What I Have Tried And Am Planning to Try
This blog may not be entirely about Avon because I have a life besides Avon. I am currently trying to figure out if, to be a Sales Leader, Avon needs to BE my life for a while. If that’s the case, I just can’t commit. I’m trying to advertise for new recruits through Facebook. I’ve recently paid to boost an advert but I’m realising that I can actually reach more people by sharing my post with the groups that I’ve joined. No one is biting yet. I’ve also given flyers to a friend whose daughter-in-law goes to several playgroups. She’s going to take the flyers and pass them onto the mums so I’ll see if I get any joy from that approach. I’m planning on putting adverts in the local shops. And I have a friend who works for a university. She’s suggested advertising on the university job shop, so I’ll try that too. I’ve stopped asking family and friends now because I feel like I’m badgering them and that’s not fair. I don’t want them to feel that I’m going to try and recruit them every time I see or speak to them. They see my Facebook posts and have ‘liked’ my page. Some have shared a few of my posts. They’ve helped me in whatever way they felt they could and I’m grateful to them.
Having Time for the Important Things
I don’t know if I will succeed as a Sales Leader, but at least I will have tried. I have always refused the opportunity to try because of my time restraints. I’ve always known it will take a lot of time, which is something I don’t have. But something made me decide to try anyway. I have found though, that ever since I agreed to it, I have felt enormous stress and pressure, mainly due to the bonus scheme. At first, I felt that I had to hit the targets and therefore get the bonuses, but I’m currently doing neither and it’s definitely been stressing me out. Now, I try to forget about that and just recruit in my own time. Maybe it’s because of the environment surrounding business ideas such as this one. It’s driven by making enough money to pay for good holidays, new cars etc, but I’m not driven by such things. My husband and I live a simple life. We don’t have all the latest gadgets, the newest cars, the massive television, the most modern interior decoration. And we’re not bothered about having all those things. Because we realise ‘things’ don’t make us happy. We have eachother, my wonderful dad as well as other loving family members and some very close friends. They make us happy. And if I fill my already busy life with something else, then I’ve got even less time for those people.
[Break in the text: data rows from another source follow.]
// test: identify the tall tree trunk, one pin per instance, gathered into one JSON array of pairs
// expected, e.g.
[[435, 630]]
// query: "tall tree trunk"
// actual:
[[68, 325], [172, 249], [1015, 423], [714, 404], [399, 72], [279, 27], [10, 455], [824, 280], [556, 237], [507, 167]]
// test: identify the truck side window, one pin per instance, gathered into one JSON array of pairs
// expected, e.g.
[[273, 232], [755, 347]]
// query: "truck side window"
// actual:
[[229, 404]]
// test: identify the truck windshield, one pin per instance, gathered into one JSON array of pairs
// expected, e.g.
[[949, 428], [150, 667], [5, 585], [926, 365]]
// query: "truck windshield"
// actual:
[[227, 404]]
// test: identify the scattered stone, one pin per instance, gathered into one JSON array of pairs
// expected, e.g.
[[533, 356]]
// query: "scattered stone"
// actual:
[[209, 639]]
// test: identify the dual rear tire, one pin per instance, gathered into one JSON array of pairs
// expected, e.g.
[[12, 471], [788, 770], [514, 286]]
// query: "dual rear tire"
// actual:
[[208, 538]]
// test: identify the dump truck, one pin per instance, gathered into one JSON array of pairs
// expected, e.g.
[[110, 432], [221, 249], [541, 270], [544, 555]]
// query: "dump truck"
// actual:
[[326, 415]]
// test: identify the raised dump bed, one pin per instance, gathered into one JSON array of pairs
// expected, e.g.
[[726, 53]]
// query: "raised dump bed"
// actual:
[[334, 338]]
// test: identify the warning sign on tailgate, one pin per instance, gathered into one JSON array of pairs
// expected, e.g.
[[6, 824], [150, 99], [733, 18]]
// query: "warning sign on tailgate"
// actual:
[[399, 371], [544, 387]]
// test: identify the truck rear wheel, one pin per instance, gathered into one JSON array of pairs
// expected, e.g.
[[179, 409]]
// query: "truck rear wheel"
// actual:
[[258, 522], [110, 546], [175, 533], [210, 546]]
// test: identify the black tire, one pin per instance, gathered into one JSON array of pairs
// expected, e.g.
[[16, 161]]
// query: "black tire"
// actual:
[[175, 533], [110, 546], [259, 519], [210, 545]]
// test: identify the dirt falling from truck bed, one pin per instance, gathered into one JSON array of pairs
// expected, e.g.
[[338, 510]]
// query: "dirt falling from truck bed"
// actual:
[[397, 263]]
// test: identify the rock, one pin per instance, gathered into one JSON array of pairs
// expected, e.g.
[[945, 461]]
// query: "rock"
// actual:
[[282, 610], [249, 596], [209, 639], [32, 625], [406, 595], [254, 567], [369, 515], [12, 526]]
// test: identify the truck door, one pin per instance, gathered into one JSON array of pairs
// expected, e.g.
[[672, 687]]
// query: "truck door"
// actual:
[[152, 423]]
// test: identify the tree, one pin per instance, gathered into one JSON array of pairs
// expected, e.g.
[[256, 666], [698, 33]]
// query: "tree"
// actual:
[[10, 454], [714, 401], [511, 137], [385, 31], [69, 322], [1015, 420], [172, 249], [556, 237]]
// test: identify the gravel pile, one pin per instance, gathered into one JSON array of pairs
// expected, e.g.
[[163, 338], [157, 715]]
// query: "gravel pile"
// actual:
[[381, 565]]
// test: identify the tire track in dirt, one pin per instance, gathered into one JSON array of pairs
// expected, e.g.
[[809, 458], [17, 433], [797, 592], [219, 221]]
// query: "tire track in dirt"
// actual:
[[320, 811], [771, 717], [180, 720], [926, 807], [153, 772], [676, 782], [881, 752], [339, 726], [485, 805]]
I really wish we didn’t need money to live. Money causes lots of problems. We have to find ways of earning it so we can eat and pay the bills. But it often leads to greed and selfishness. People spend so much time earning more and more money that they miss their kids growing up. They drift away from their partner. They falsely think that if they get lots of money, they can enjoy the company of their families later. But later is usually too late. And enough is never enough.
I just want to help my husband pay the bills without compromising on the amount of time I can spend with him and the other people that I love.
My Next Step
So I have decided to do what I reasonably can to recruit new reps. I have given myself a time limit in which to try. And if it doesn’t work, I won’t beat myself up over it. Others have made it work for them and I’m happy for them. But that doesn’t mean that it’s for everyone.
I think my blog is going to turn into a diary. I’ll write about what’s on my mind and what’s going on in my life. It will include Avon because even if I don’t succeed as a Sales Leader, I’ll still continue to be a Rep. I’m going to an Avon ‘boot camp’ next Monday and Tuesday. I’m viewing it as valuable training whichever way I choose to go with Avon. I’ll tell you about it in my next blog post.